# Captive Portal with WW DRT



## mcameron63 (Jan 30, 2013)

I am new at this, so please bear with me. I have a Buffalo Technology WAP running DD WRT (WZR-HP-G300NH2) and I have a home server (accessible through the ADSL gateway using no-ip.org dynamic DNS). I want to connect the Buffalo WAP to a remote network (e.g., in a friend's coffee shop) so people can access the Internet, but when they attach to the WAP, I want captive portal functionality to capture the user and send them a simple splash/sign in page from my home server with my home server being able to log the sign in. Is it possible to run pfSense on my home server to use as the captive portal in this scenario? If so, what configuration is needed for the DD WRT WAP and the pfSense server?

Just for background, I have tried Chillispot and Wifidog and have developed alot of ulcers trying to get all the components (Apache, mySQL, PHP, etc.) to play nice together...So that is not an option...

Any step by step instructions that anyone can provide would be greatly appreciated! (or suggestions on how to do the above with something other than pfSense) Thanks in advance!
Mike


----------



## Wand3r3r (Sep 17, 2010)

Welcome to TSF!

I am sorry to say but you can't design what you desire. The captive portal has to be between the internet and the wap and it must do nat.
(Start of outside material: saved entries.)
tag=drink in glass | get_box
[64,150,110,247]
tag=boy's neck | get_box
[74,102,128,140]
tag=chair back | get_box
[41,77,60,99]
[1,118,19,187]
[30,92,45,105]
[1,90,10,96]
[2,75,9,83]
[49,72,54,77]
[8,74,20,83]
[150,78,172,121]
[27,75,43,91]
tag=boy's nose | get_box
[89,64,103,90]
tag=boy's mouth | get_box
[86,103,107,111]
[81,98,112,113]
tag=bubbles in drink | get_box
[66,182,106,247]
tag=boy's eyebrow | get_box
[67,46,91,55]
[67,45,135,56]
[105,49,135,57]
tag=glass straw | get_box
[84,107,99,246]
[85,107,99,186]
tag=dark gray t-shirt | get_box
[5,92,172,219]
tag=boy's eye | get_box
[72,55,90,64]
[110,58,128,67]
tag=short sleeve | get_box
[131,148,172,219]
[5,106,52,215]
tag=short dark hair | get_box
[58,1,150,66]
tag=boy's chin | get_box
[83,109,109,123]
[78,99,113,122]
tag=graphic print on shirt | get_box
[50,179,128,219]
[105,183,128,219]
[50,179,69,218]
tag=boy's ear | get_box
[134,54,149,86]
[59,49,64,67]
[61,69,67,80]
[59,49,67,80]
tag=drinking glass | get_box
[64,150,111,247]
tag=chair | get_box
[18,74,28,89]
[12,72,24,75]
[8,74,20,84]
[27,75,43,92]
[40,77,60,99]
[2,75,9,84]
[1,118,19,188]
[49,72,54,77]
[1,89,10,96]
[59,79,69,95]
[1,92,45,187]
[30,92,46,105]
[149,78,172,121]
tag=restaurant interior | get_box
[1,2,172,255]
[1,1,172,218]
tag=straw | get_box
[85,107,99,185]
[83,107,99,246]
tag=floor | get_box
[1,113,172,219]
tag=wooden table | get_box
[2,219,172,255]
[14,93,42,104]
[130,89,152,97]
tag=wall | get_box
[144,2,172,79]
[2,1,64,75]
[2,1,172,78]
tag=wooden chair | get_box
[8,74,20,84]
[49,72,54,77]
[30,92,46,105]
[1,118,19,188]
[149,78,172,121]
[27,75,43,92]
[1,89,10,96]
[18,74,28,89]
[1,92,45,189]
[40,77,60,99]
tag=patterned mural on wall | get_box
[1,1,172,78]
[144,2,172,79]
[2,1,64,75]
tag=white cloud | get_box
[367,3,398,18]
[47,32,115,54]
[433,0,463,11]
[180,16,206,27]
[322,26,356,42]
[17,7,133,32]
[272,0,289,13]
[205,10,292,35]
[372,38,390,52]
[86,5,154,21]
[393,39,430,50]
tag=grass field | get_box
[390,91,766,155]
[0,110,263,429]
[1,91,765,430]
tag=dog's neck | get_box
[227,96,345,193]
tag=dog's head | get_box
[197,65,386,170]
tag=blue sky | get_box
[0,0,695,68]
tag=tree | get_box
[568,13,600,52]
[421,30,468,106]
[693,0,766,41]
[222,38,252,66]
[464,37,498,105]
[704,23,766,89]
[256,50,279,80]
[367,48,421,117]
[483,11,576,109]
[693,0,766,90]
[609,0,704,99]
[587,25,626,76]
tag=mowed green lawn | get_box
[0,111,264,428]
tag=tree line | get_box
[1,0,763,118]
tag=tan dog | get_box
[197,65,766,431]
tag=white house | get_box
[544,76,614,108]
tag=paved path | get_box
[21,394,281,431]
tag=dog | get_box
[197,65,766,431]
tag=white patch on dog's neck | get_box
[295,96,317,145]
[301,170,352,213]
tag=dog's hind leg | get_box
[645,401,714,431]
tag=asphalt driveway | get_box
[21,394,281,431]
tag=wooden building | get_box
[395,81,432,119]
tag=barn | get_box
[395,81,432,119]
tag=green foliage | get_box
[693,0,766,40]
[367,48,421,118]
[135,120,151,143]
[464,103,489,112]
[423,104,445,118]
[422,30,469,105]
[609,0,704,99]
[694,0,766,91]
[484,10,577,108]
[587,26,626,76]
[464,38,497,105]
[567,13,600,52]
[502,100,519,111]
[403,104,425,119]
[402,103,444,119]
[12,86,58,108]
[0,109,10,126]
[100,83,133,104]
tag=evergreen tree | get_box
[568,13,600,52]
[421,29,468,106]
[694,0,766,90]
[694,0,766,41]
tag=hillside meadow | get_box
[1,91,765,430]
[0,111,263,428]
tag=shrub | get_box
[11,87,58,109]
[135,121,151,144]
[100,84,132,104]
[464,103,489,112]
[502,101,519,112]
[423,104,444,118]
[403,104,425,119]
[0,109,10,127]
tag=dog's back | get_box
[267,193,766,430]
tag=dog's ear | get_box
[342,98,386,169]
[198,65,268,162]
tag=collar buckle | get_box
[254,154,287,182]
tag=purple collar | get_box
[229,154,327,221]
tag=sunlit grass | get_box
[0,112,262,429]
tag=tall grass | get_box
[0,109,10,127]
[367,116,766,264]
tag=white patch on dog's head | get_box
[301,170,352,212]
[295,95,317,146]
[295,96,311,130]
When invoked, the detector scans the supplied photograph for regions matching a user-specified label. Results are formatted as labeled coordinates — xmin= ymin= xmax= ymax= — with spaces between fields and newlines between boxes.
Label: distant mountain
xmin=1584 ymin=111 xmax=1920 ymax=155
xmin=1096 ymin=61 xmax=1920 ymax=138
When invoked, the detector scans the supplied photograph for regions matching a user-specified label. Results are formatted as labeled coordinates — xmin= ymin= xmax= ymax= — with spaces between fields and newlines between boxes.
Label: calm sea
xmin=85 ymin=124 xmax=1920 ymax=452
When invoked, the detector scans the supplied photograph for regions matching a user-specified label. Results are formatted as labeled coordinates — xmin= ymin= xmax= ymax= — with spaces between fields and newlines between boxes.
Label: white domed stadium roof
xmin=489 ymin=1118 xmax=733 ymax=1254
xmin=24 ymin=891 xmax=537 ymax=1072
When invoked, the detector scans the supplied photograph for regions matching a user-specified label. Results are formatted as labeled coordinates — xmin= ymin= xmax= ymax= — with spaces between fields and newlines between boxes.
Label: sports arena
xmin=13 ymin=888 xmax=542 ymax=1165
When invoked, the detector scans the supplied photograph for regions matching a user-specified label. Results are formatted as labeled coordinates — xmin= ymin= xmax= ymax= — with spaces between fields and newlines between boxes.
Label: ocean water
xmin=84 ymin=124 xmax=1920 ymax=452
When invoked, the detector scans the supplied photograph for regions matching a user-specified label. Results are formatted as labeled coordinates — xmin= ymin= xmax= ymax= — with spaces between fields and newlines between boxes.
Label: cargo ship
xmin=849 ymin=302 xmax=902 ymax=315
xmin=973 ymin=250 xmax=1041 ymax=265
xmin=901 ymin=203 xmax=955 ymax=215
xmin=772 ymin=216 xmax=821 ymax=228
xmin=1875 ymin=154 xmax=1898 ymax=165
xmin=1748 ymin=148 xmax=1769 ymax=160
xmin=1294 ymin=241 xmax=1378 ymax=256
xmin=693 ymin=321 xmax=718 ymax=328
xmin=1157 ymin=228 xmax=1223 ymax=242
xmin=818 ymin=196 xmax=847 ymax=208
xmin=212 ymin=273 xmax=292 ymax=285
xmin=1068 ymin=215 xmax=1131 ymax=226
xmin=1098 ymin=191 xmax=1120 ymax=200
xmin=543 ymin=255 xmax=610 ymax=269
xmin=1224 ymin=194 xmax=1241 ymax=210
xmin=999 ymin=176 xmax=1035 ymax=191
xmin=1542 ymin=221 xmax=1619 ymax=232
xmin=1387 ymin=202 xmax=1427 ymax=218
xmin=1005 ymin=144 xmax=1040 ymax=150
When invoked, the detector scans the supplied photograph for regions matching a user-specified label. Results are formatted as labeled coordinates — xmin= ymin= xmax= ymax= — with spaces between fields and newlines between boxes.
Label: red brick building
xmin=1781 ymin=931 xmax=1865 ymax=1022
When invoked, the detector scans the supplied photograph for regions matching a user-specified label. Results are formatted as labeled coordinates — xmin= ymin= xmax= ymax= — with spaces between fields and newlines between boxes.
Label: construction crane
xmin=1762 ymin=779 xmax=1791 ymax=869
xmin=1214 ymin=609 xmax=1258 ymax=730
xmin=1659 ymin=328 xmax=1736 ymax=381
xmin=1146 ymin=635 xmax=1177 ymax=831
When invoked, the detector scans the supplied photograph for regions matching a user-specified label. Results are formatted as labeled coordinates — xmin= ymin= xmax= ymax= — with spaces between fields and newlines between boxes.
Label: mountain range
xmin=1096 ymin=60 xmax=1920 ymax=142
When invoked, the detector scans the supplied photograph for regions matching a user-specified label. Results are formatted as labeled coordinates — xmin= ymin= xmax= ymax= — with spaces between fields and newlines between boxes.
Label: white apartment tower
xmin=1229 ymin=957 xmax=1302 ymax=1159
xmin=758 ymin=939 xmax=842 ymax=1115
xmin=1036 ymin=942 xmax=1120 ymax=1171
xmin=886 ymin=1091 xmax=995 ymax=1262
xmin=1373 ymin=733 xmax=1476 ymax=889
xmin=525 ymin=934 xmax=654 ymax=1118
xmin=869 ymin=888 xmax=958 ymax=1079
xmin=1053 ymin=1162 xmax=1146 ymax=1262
Your design some how has the wap going outbound to your home server and then back to the wap to then go to the internet. Simply can't work that way.


----------



## mcameron63 (Jan 30, 2013)

Thanks for the quick response. I was afraid of that. Thanks for saving me alot of time and aggravation! On to Plan 9.
Mike


----------



## Wand3r3r (Sep 17, 2010)

Some routers/firmware support RADIUS server which would be on the local lan

RADIUS - Wikipedia, the free encyclopedia


----------